7 Nisan 2010 Çarşamba

Amerika Nükleer Caydırıcılık Politikasında Köklü Değişikliklere Gidiyor

Yeni politika, eskisi gibi dış ülkelerden gelebilecek nükleer saldırılara yanıt verme ya da caydırma gibi unsurlardan çok, terörizm ve silahlanmayla mücadeleye ağırlık verecek.

Obama yönetimi, dün Amerika’nın yeni nükleer silah politikasını açıkladı. Yeni politika, eskisi gibi dış ülkelerden gelebilecek nükleer saldırılara yanıt verme ya da caydırma gibi unsurlardan çok, terörizm ve silahlanmayla mücadeleye ağırlık verecek. Yeni politika ayrıca nükleer silah sahibi olmayan ülkelere karşı Amerika’nın savaş anında nükleer silah kullanmayacağı güvencesi veriyor. Ancak Washington bu konuda uluslararası silahsızlanma anlaşmalarına uymayan ülkelere de ciddi uyarıda bulunuyor.

Nükleer Politika Değerlendirmesi adlı belge Amerika’nın güvenlik stratejisinin önemli unsuru olan nükleer silahların rolünü azaltmayı amaçlıyor. Belgede, konvansiyonel silah kapasitesini genişletme, Rusya ve Çin gibi nükleer güçlere karşı mevcut nükleer silah kapasitesiyle caydırıcı gücü devam ettirme, terör örgütleri ve teröre destek sağlayan devletlerin nükleer silah edinmesini önleme amaçlanıyor.

Pentagon’da Savunma Bakanı Robert Gates’le birlikte ortak basın toplantısı düzenleyen Dışişleri Bakanı Hillary Clinton, nükleer politika belgesinin, Amerika ve müttefiklerinin güvenliğinden ödün vermeden, ülkenin nükleer önceliklerinde yeni bir ayarlama yaptığını belirtiyor.

Hillary Clinton, Amerika’nın nükleer caydırıcı gücünün uzun yıllar boyunca silahlanmayı önleme ve aynı zamanda NATO’da, Pasifik’te ve dünyanın diğer bölgelerinde nükleer gücü olmayan müttefiklerine güvenlik garantisi sağlamada yardımcı olduğunu söyledi.

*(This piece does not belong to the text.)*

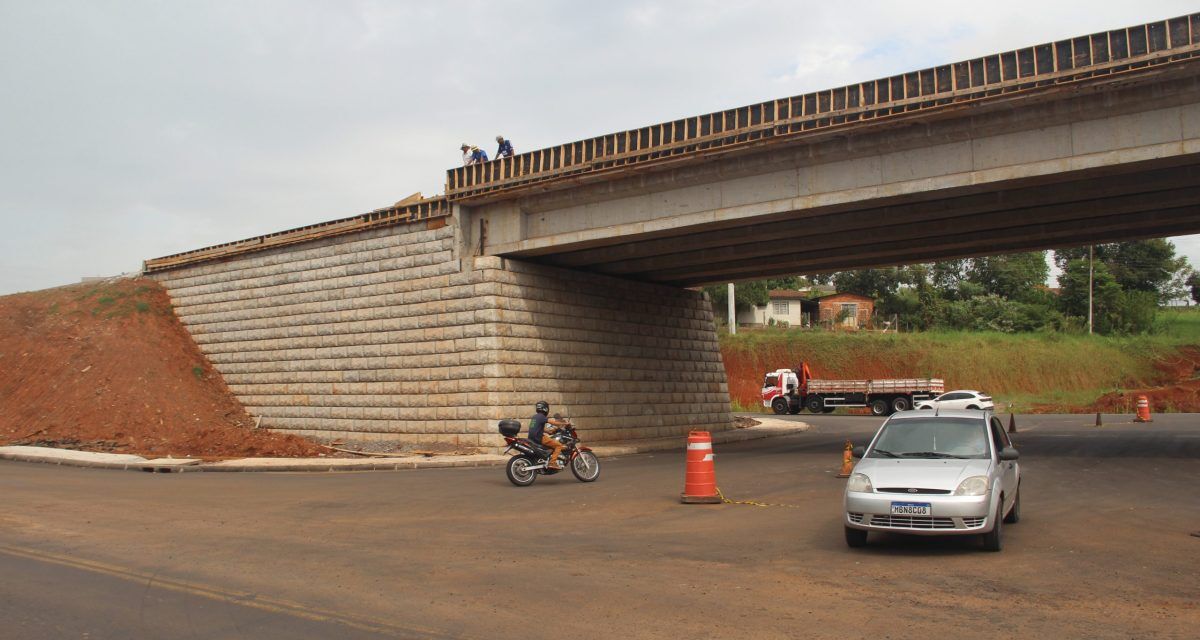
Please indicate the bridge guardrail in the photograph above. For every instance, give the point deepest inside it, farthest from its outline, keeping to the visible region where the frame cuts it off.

Dışişleri Bakanı, Obama yönetiminin sunduğu Nükleer Politika Değerlendirmesi’nin, Amerika’nın istikrara yaptığı katkıyı sürdüreceğini savundu.

Yeni belgeye göre Amerika, nükleer silahı olmayan, bu silahları edinmeye çalışmayan, dışarıya nükleer teknoloji ve malzeme ihraç etmeyen ülkelere karşı bu tür silahları kullanmayacağı güvencesi veriyor. Amerika nükleer silah kullanmama güvencesini, kendisine biyolojik ve kimyasal silahlarla saldırabilecek ülkelere de veriyor.

Bununla birlikte Savunma Bakanı Robert Gates, bu güvencenin uluslararası silahsızlanma anlaşmalarını ihlal eden ülkelere verilmeyeceğine dikkati çekti.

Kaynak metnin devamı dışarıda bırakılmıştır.